Azam Ali’s own story helped shape this record.  She was born in Iran, educated partly in India, and moved to the United States as a teenager after the Islamic Revolution of 1979.  With such a globetrotting background, she felt at home with many musical traditions. Her immense talent and ability to adapt her voice to any musical style have drawn the attention of many diverse artists and film composers.  She has collaborated in the studio and on stage with numerous artists including: Serj Tankian of System of a Down, The Crystal Method, Pat Mastellato and Trey Gunn of King Crimson, Chris Vrenna formerly of Nine Inch Nails, Ben Watkins of Juno Reactor, Buckethead, Steve Stevens, film composer Tyler Bates (whose score for the mega-hit film, 300 prominently features Azam's haunting voice), Mercan Dede, the world renowned Japanese group Kodo, Zakir Hussain,Omar Faruk Tekbilek, and Mickey Hart with whom she also toured for two years as a lead singer in his group Bembe Orisha. But she never felt truly at home anywhere, and singing to her son Iman led her to think about the millions of children in the world who are born into exile.  And so she began gathering songs that expressed a mother’s closeness, and a motherland’s distance.

From Night To the Edge of Day includes lullabies that have been sung for centuries, such as the Turkish folk song “Neni Desem,” as well as one written specifically for Ali and her son by the Palestinian oud player and singer Naser Musa.  Here, songs from groups that have a history of conflict occupy the same musical and spiritual ground -- Turks and Kurds, Persians and Arabs, Tajiks and Azeris.  Some, like the opening track, “Noor-E-Cheshmanam,” are slow and expansive, full of longing and tenderness.  Others, like Naser Musa’s “Faith,” are gently rocking – which is, after all, the motion that often goes with singing a lullaby. 

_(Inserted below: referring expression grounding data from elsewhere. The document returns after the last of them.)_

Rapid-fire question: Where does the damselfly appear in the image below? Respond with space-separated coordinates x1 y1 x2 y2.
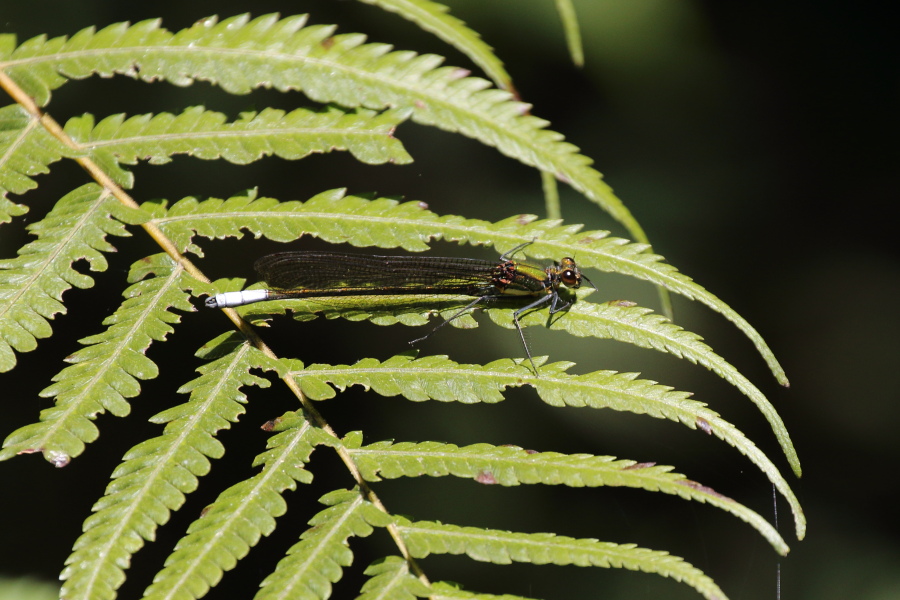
206 243 596 373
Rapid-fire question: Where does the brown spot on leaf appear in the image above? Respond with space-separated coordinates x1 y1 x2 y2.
608 299 637 307
696 417 713 435
475 471 498 484
624 462 656 470
678 479 732 501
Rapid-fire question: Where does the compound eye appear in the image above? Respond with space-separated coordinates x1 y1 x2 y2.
561 269 580 287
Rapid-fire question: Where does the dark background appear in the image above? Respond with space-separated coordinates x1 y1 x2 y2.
1 1 897 599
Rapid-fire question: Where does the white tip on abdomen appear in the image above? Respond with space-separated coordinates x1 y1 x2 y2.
205 289 271 308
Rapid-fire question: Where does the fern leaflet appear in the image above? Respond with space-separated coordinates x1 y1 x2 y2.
427 581 541 600
0 254 202 464
0 183 147 372
0 103 74 204
58 332 280 600
344 436 787 553
353 0 512 90
64 105 412 189
255 488 392 600
396 518 726 600
358 556 431 600
141 409 334 600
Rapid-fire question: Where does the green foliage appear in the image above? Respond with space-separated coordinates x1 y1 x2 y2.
0 254 201 463
0 184 147 373
0 104 74 203
256 488 393 600
396 519 726 600
354 0 512 90
58 331 281 600
0 7 802 600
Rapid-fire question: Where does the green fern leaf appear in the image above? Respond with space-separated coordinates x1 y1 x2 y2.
358 556 431 600
0 103 75 215
428 581 540 600
513 298 800 476
554 0 584 67
290 354 804 539
345 437 787 554
0 183 147 372
0 14 645 242
64 105 412 182
255 488 393 600
354 0 512 89
0 191 27 225
58 332 280 600
146 188 470 256
396 519 726 600
142 410 333 600
150 189 785 385
0 254 202 465
294 354 511 404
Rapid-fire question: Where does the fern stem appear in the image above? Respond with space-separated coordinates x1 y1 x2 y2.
554 0 584 67
541 170 562 220
277 363 434 586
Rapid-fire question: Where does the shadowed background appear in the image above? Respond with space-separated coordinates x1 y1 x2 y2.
1 1 896 599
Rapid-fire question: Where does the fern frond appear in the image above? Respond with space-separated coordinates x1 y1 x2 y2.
395 518 727 600
358 556 431 600
0 14 645 242
0 254 200 465
291 354 804 538
255 488 393 600
142 410 333 600
148 189 786 386
345 437 787 554
65 105 412 182
58 332 280 600
0 103 74 205
354 0 512 90
0 183 147 372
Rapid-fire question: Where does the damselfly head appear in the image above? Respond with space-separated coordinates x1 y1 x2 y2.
558 257 582 288
557 257 598 291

Azam Ali’s voice is part of a rich texture that includes drones from Carmen Rizzo and various Middle Eastern lutes played by Loga Ramin Torkian.  Both are her bandmates in Niyaz, the international world music ensemble they founded in 2005, and more to the point, Torkian is her husband and the father of Iman.Rounding out the ensemble are leading musicians from the Turkish, Iranian, Kurdish and Arab  traditions as well as the Bozzini String Quartet from Montreal.  Some of the languages may be unfamiliar: the trancey “Mehman,” with Ali’s voice soaring over a wash of electronics as a slow drumbeat chants in the background, is sung in the dialect of Sirjan, Iran.  The simple, childlike melody of “Lai Lai” uses a text from the Sorani dialect of Iraqi Kurdistan.  But the message is clear – these lullabies are not about words (which babies don’t understand anyway), but feelings (which they certainly do).  

Perhaps the best example of this is Azam Ali’s own lullaby, simply called “Tenderness.”  A wordless melody rests on a bed of processed voices; the lullaby unfolds in an almost liquid way, with the occasional shakes and slurs of Persian classical singing.  It is at once highly personal and completely universal. 

From Night To the Edge of Day has taken on a larger meaning for Azam Ali. She returned to Iran in 2002 to bury her mother, and since then, she says, “I have spent a great deal of time in the Middle-East, and sadly discovered that our long standing internal prejudices in terms of religious and ethnic hierarchy have blinded us to the fact that we are one people.” This collection of lullabies is a reminder of one of the timeless bonds that all people share.  And for the many exiles from what remains a conflicted part of the world, Azam Ali’s album offers a particular message: “We are people of the east, and although our paths led us far from the land we belong to, our legacy runs deep like the oldest of trees, and our songs tell many stories which should never be forgotten.”